Can hackers crack million-dollar dare?

If you're game for a challenge and desperate for money get hacking!

An Australian company, that claims to have developed the ultimate security-proof system, will soon issue a multi-million dollar dare to the hacking underworld.

With a 30-day deadline, the challenge to crack Secure Systems' Silicon Data Vault technology will be issued by 15 December.

"We don't believe any hacker at all will get through the vault," Secure Systems chief executive, Mike Wynn, told ZDNet.

A successful crack will see US$10,000 (£6,959) donated by Secure Systems to a charity of the hacker's choice, otherwise if the technology isn't penetrated, US$1m (£695,906) will be donated to the "Make a Wish Foundation" when Secure Systems strikes a commercialisation deal that takes the technology to market.

"After [hackers'] first attempt we'll give them the default password to get into the vault," Wynn said. "But they still won't find what they're looking for.
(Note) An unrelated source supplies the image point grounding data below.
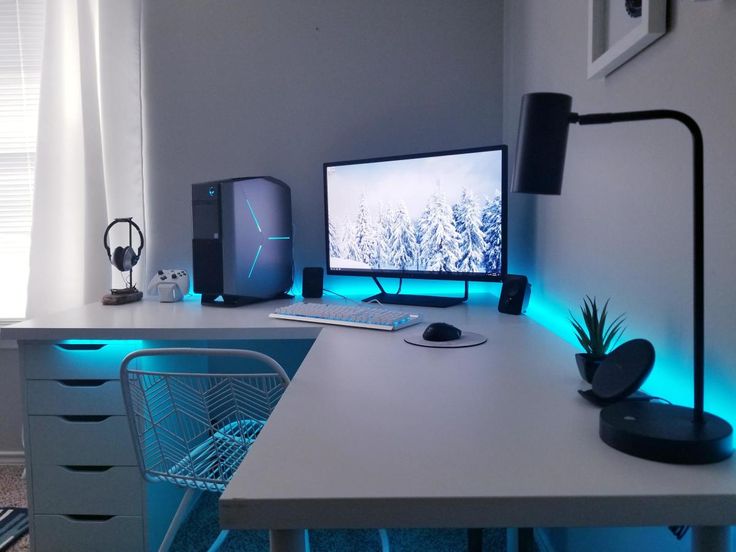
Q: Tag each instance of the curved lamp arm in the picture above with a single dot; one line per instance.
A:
(698, 230)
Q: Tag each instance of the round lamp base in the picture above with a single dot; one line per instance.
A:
(665, 433)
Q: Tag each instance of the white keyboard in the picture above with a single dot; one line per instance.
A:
(358, 316)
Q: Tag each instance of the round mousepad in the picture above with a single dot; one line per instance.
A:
(624, 370)
(467, 339)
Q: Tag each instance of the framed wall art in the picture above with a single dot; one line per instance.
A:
(620, 29)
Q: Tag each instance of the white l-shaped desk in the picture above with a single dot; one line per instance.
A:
(374, 432)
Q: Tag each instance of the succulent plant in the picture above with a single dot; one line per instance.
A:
(593, 334)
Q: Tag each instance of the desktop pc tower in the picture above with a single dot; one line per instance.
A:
(242, 240)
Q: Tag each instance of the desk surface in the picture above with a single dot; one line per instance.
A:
(374, 432)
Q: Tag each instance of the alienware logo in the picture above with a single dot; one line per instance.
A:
(260, 231)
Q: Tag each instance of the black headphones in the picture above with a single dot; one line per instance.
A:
(124, 258)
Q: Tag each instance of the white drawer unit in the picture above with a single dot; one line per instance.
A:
(67, 360)
(88, 533)
(86, 440)
(74, 397)
(85, 489)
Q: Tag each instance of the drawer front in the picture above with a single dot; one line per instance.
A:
(86, 490)
(70, 397)
(75, 359)
(76, 442)
(85, 534)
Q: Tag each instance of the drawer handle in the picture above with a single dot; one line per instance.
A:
(81, 346)
(87, 517)
(82, 383)
(88, 468)
(86, 418)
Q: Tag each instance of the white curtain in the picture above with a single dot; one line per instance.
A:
(89, 158)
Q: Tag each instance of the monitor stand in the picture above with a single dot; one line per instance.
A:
(229, 301)
(415, 300)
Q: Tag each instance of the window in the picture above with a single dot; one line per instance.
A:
(21, 38)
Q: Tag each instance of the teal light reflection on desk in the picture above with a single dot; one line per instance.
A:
(357, 287)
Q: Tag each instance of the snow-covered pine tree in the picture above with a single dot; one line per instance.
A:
(403, 246)
(421, 229)
(439, 239)
(468, 222)
(383, 235)
(491, 227)
(365, 236)
(334, 240)
(348, 245)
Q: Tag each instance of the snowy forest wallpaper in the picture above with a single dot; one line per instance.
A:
(433, 214)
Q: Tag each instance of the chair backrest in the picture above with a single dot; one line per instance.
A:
(193, 429)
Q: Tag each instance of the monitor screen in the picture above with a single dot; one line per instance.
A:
(438, 215)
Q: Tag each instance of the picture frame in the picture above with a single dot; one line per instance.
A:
(647, 24)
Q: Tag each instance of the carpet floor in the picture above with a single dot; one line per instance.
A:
(201, 529)
(13, 493)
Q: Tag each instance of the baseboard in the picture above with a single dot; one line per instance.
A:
(542, 539)
(12, 457)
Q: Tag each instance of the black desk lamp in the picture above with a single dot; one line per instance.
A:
(653, 430)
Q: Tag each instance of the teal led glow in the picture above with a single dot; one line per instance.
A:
(255, 260)
(671, 377)
(253, 214)
(358, 287)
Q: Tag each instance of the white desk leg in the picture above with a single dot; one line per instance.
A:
(288, 540)
(711, 539)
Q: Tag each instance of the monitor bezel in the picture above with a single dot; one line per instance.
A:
(457, 276)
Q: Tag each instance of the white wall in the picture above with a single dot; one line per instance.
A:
(622, 227)
(238, 88)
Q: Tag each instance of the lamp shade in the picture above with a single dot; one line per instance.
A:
(542, 141)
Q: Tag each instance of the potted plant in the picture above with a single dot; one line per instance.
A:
(594, 336)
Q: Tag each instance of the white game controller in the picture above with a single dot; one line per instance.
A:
(170, 284)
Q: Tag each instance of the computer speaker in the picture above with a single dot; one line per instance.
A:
(312, 277)
(514, 294)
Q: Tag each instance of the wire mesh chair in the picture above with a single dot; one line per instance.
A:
(194, 429)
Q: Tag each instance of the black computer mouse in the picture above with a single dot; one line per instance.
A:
(440, 331)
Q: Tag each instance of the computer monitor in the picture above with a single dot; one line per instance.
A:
(439, 215)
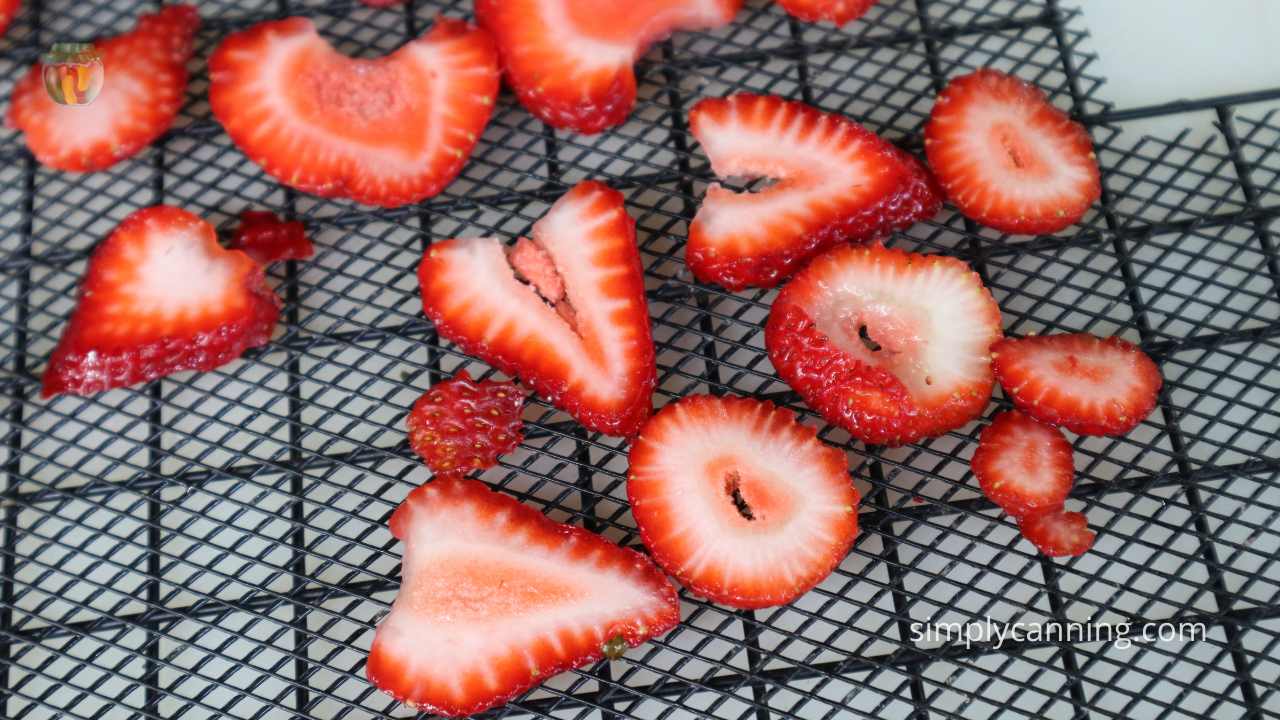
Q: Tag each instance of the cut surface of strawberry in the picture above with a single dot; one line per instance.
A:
(589, 352)
(387, 131)
(496, 597)
(570, 62)
(1084, 383)
(892, 346)
(160, 296)
(1023, 465)
(1008, 158)
(266, 238)
(146, 72)
(835, 182)
(462, 425)
(740, 502)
That's how sure we are of our product."

Whilst everyone else is trying to solve the problem of hacking and fraud by using heavily encrypted software, the Silicon Data Vault is a hardware firewall that sits between the operating system and the hard drive controlling the actions of the user, according to Wynn.

"Banks are losing tens of millions of dollars to Internet fraud a year," Wynn said, "We believe our device will stop all that."

Three years in development, the Silicon Data Vault was recently unveiled at the E-Security Conference and Exposition in the US.

"Australian companies are not geared up enough to bring this [technology] to the market as quickly as American companies," Wynn claimed.

Configured to meet the needs of the everyday PC user, banking systems, government needs, as well as those of the military, the price tag attached to the Silicon Data Vault will depend on how much security is put through the chip, Wynn said.

"Software is just that -- soft," Wynn said. "We approached this huge worldwide problem of computer security from an entirely different tack: that when hardware meets software, hardware wins," Wynn said.